For simplicity sake I shall reduce the number pixels in my image to 3. But what can we do with this? Well let’s look at a matrix multiply operation
\(\left[ \begin{array}{ccc}
a & b & c \\
d & e & f \\
g & h & i \end{array}\right] \left[ \begin{array}{c}x\\y\\z\end{array}\right] = \left[ \begin{array}{c} ax+by+cz\\dx+ey+fz\\gx+hy+iz\end{array}\right]\)
each row in the matrix is like an operator on each pixel. I’ve effectively got a shift variant convolution. For example I could blur the first pixel and leave the rest the same
\(\left[ \begin{array}{ccc}
0.33& 0.33 & 0.33 \\
0 & 1 & 0 \\
0 & 0 & 1 \end{array}\right] \left[ \begin{array}{c}x\\y\\z\end{array}\right] = \left[ \begin{array}{c} 0.33x+0.33y+0.33z\\y\\z\end{array}\right]\)
Note that the 1s go down the diagonal.
I could implement a shift on the second pixel
\(\left[ \begin{array}{ccc}
1& 0 & 0 \\
0 & 0& 1 \\
0 & 0 & 1 \end{array}\right] \left[ \begin{array}{c}x\\y\\z\end{array}\right] = \left[ \begin{array}{c} x\\z\\z\end{array}\right]\)
by changing the values I could implement rotations and warps.
And we can combine several matrices together to define our system. If \(\mathbf{S}\) is a shift matrix and \(\mathbf{B}\) is a blurring matrix with can simply combine the results together
\(\mathbf{F}=\mathbf{SBX}\)
to describe our shift variant optical system.
An additional step we may wish to introduce the effect of sensor pixel size. We can implement this by making our original image have a much higher resolution and them use a decimation filter to reduce this to a low resolution camera image.

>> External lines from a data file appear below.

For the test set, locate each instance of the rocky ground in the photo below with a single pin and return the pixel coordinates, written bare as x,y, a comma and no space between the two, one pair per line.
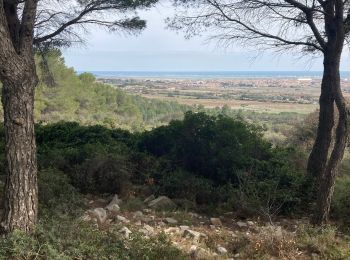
202,237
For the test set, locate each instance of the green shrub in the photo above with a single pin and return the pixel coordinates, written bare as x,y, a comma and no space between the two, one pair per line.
340,204
56,194
103,174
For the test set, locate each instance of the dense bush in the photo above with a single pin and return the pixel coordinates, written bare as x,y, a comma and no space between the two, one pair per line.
219,161
208,146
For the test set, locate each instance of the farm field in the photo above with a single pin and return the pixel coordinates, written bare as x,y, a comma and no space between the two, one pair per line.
266,95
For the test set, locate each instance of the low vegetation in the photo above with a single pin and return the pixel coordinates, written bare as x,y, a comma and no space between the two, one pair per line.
206,164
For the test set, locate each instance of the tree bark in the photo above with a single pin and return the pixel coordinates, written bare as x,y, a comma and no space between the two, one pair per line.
318,157
21,203
327,180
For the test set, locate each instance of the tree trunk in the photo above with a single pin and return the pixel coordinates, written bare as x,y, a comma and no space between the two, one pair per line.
327,180
318,157
21,203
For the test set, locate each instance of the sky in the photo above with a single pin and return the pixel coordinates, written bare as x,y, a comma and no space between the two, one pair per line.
160,49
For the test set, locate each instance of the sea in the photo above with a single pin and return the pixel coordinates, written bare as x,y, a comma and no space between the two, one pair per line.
211,74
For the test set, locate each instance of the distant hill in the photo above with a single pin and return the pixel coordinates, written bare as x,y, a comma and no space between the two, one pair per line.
62,94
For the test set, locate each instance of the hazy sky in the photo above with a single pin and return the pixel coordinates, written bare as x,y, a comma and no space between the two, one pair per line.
158,48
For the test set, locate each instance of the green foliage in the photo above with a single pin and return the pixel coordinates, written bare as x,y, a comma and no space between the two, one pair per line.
67,238
225,162
340,204
209,146
56,194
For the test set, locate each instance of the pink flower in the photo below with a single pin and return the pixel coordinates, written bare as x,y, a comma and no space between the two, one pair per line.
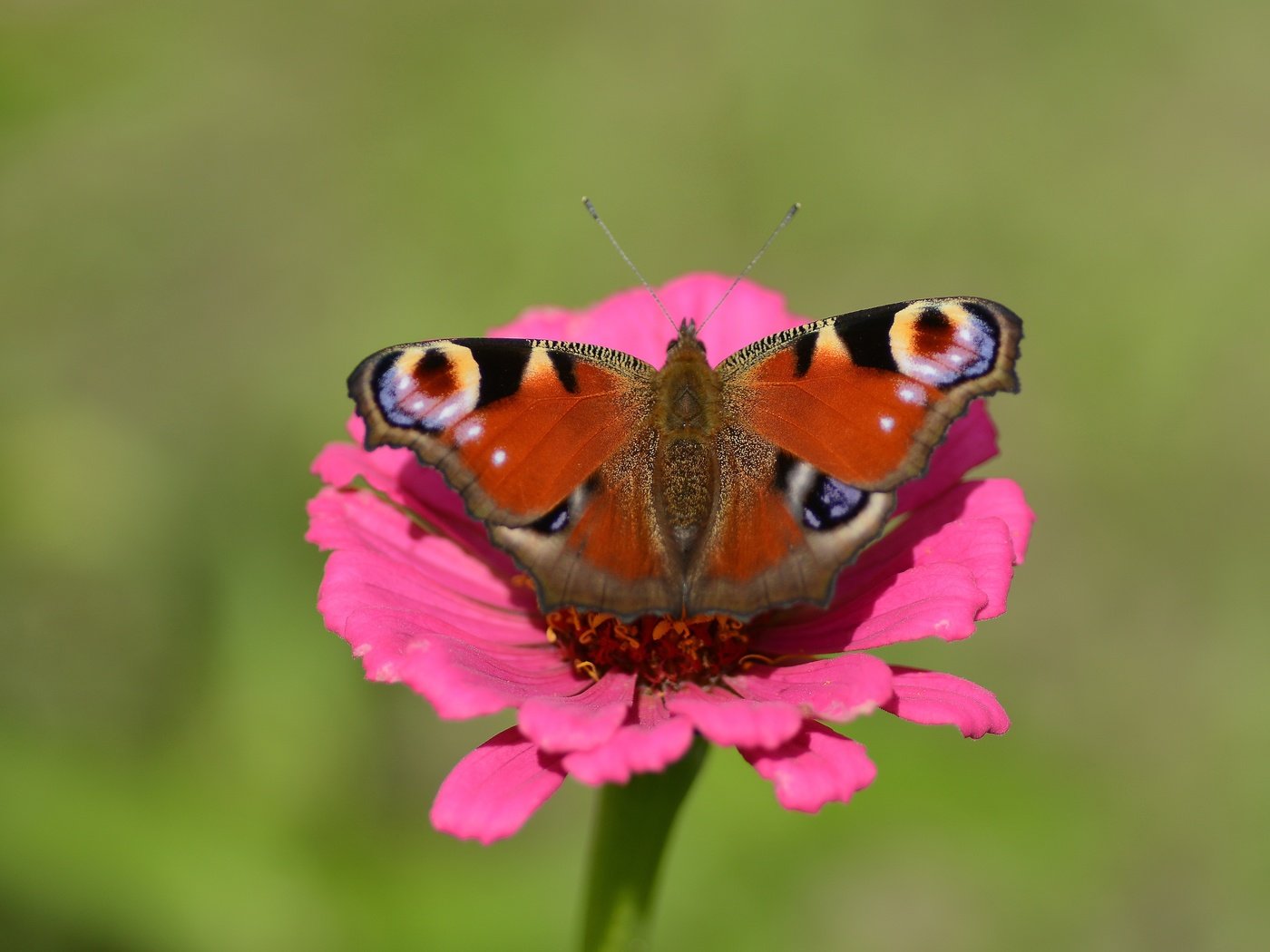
419,593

To this we create a matrix with \(N\) rows, which equals the number of pixels in the decimated image, and \(M\) columns, which equals the number of pixels in the high resolution image.
\(\left[ \begin{array}{ccc}
0.5& 0.5 & 0 & 0 \\
0 & 0 & 0.5 & 0.5 \end{array}\right] \left[ \begin{array}{c}w\\x\\y\\z\end{array}\right] = \left[ \begin{array}{c} 0.5w+0.5x \\0.5y +0.5z\end{array}\right]\)
shows how we can reduce the resolution by 1/2 in one dimension and we can easily extend this to 2D.
Update
It’s worth noting if the blurring is shift invariant (which is a lot easier to deal with) the matrix is block circulant. This means it is of the form
\(\left[ \begin{array}{ccccc}
d(0) & d(M-1) & d(M-2)& \ldots &d(1) \\
d(1) & d(0) & d(M-1)& \ldots &d(2)\\
d(2) & d(1) & d(0)& \ldots &d(3)\\
\vdots&\vdots&\vdots&\vdots&\vdots&\\
d(M-1) & d(M-2) & d(M-3)& \ldots &d(0) \end{array}\right]\)
Note, each row is a shifted version of the one above it. The reason, this is important is that it is easy to invert.